Post hoc analyses of data from a number of studies involving patients with COPD have highlighted the blood eosinophil count as a potentially important biomarker of response to glucocorticoid treatment.  Several studies have examined whether depleting eosinophils with interleukin-5 (IL-5) or IL-5 receptor antibodies could affect clinical outcomes in COPD.  Pavord and colleagues compared the IL-5 inhibitor mepolizumab with placebo in patients with COPD in two 12-month randomised, controlled, parallel-group trials (METREX and METREO) (Pavord 2017).  In METREX, the annual rate of moderate or severe exacerbations was significantly lower in the mepolizumab group than in the placebo group (1.4 versus. 1.71 per year; rate ratio, 0.82; 95% CI 0.68 to 0.98; P=0.04). The time to first exacerbation was also significantly longer in the mepolizumab group than in the placebo group, but there were no significant differences in outcomes when patients were not stratified according to eosinophilic phenotype. In contrast, no significant differences in exacerbation rates were detected in METREO.  There was no significant between-group difference in the rate of exacerbations that led to an emergency department visit or hospitalisation or in measures of patients’ symptoms in either trial.

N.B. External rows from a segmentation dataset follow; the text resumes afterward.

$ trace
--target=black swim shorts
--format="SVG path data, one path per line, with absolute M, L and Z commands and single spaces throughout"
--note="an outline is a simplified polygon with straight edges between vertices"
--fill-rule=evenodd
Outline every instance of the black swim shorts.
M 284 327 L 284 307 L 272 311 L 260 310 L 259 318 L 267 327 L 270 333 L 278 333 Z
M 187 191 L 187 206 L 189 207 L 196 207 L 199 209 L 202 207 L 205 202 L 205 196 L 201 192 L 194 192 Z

A phase 2a trial of benralizumab, a humanized monoclonal antibody to IL-5 receptor alpha, did not demonstrate benefit in terms of exacerbations  or quality of life in a group of patients with COPD who had at least one exacerbation in the preceding year and a sputum count of ≥ 3% in the preceding year; however the investigators felt that a prespecified  subgroup analysis of patients with higher blood eosinophil counts supported further investigation of the effects of this drug in patients with COPD and eosinophilia (Brightling 2014).  Nonetheless, large trials of benralizumab in patients with moderate COPD and frequent exacerbations despite dual or triple therapy found no differences in annual rates of COPD exacerbations in patients treated with benralizumab compared with placebo, and no associations between baseline eosinophil counts and treatment effect (Criner 2019a). In a further pre-specified analysis of the combined GALATHEA and TERRANOVA studies of benralizumab (Criner 2019b), a variety of statistical techniques were used to identify “efficacy associated factors” in the two studies. These hypothesis-generating analyses were interpreted as suggesting that a subpopulation of patients with COPD, frequent exacerbations during treatment with triple therapy and higher eosinophil counts might benefit from benralizumab 100 mg every 8 weeks.  Unlike in asthma, there is no role for the use of biologic therapies in COPD.